CA - Numa floresta nativa, é claro, tem mais biodiversidade. Mas não é verdade que a floresta plantada seja um deserto verde como se diz. Nela é possível se encontrar até 500 tipos diferentes de vida, seja insetos ou animais, e uma diversidade também riquíssima de plantas em seus sub-bosques. Se imaginarmos o consumo de água e floresta nativa, que é desmatada e assoreada para plantar capim e produzir um quilo de carne de boi lá na frente, a floresta plantada ganha um outro significado. Numa floresta de eucalipto, a água da chuva que cai não vai embora, infiltra totalmente e mantém o ciclo ecológico. O consumo de água de uma floresta plantada para produzir uma tonelada de madeira é infinitamente menor do que para produzir um quilo de carne de boi, da ordem de 15 metros cúbicos. Numa floresta plantada também não se usa irrigação, cujo consumo e desperdício de água é fantástico, inimaginável e não criticado pela opinião pública. Ou seja, quando olhamos o meio ambiente não podemos avaliá-lo só pela quantidade de fauna e flora, mas também pelo consumo de água, que é um dos itens mais preciosos e em falta na natureza do planeta e será caríssimo daqui a uns 30 anos.
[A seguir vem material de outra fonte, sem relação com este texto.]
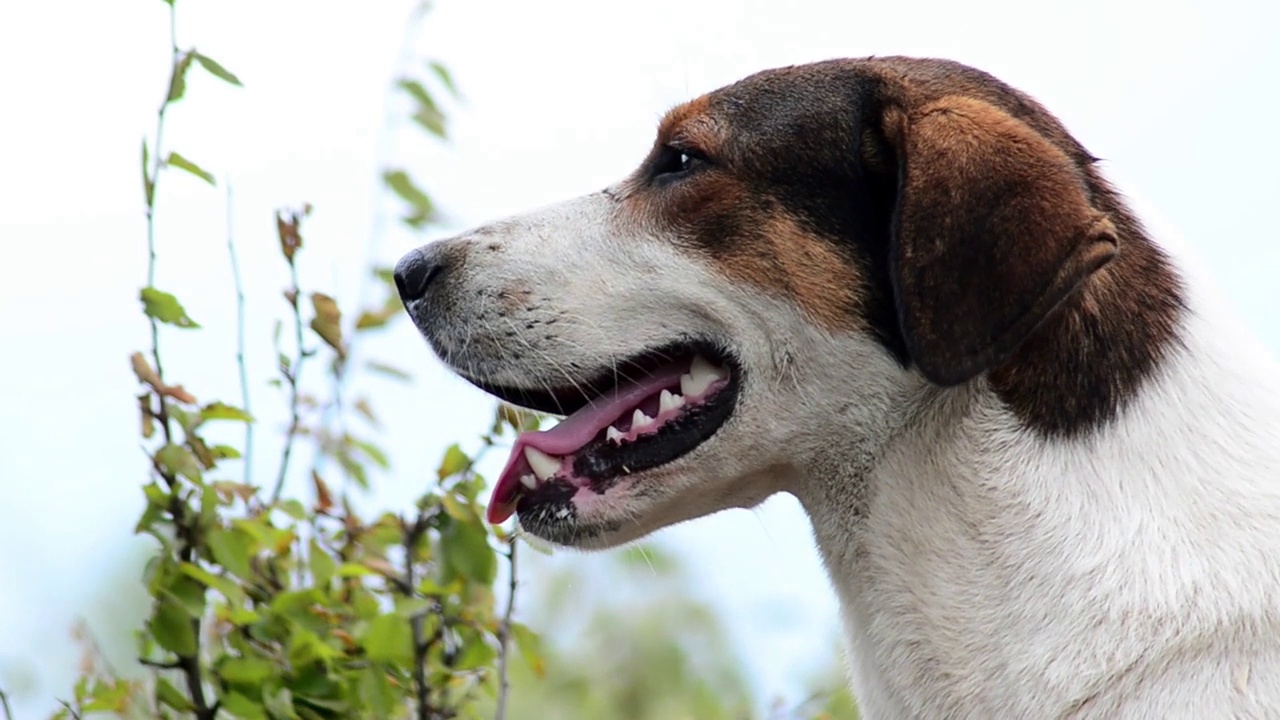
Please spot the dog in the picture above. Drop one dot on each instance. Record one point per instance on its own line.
(1041, 461)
JB - O que o setor florestal brasileiro pode ganhar com o anunciado mercado internacional de crédito de carbono, incrementado agora pelo Protocolo de Kyoto?
CA - Já estamos com um primeiro projeto na bolsa de Chicago, tentando prever o que vai acontecer. Esse mercado ainda está muito desregulamentado, teórico e com o preço lá embaixo. Na verdade, os países poluidores do Primeiro Mundo querem ganhar esses créditos para aliviar o peso de consciência que têm, mas a preço de banana por parte de países como o nosso. Ainda é cedo. Não queremos nem vamos entregar o ouro. O Brasil tem de ir passo a passo, aprendendo a negociar e a valorizar a riqueza em seqüestro de carbono que temos com as suas florestas, nativas ou plantadas.
JB - Isso também passa pela necessidade da comunicação?
CA - Com certeza. Como tudo na vida, a verdade acaba prevalecendo e isso irá acontecer com o nosso setor, desde que saibamos comunicar a importância estratégica das florestas plantadas para o país. Nós já estamos fazendo o nosso trabalho de buscar o contato com a imprensa, a universidade e o público em geral. Eu não tenho dúvida que, antes de me aposentar, todo o setor, a exemplo da Aracruz, vai virar uma Embratel florestal. E que alguém neste país vai descobrir que precisamos de empresas como as nossas, que são genuinamente brasileiras, têm know-how, tiram da própria terra o seu sustento e são capazes de exportar até 98% da sua produção.
JB - Como assim?
CA - Quem vai levar o nome do Brasil para fora não é o governo Lula nem os políticos, e sim as multinacionais que o fizerem. Vão ser, como já acontece, a Vale do Rio Doce, a Petrobras, a Aracruz, as empresas do nosso setor. O inverso também é verdade. Quem traz os nomes norte-americanos para cá não é o Bush, não é o Clinton, não é ninguém. Mas sim a Coca-Cola, o McDonald, a Microsoft. São essas empresas que estão aqui que dão nome à estratégia de seu país de origem. Nós temos de fazer a mesma coisa. É muito simples. Não tem outro caminho.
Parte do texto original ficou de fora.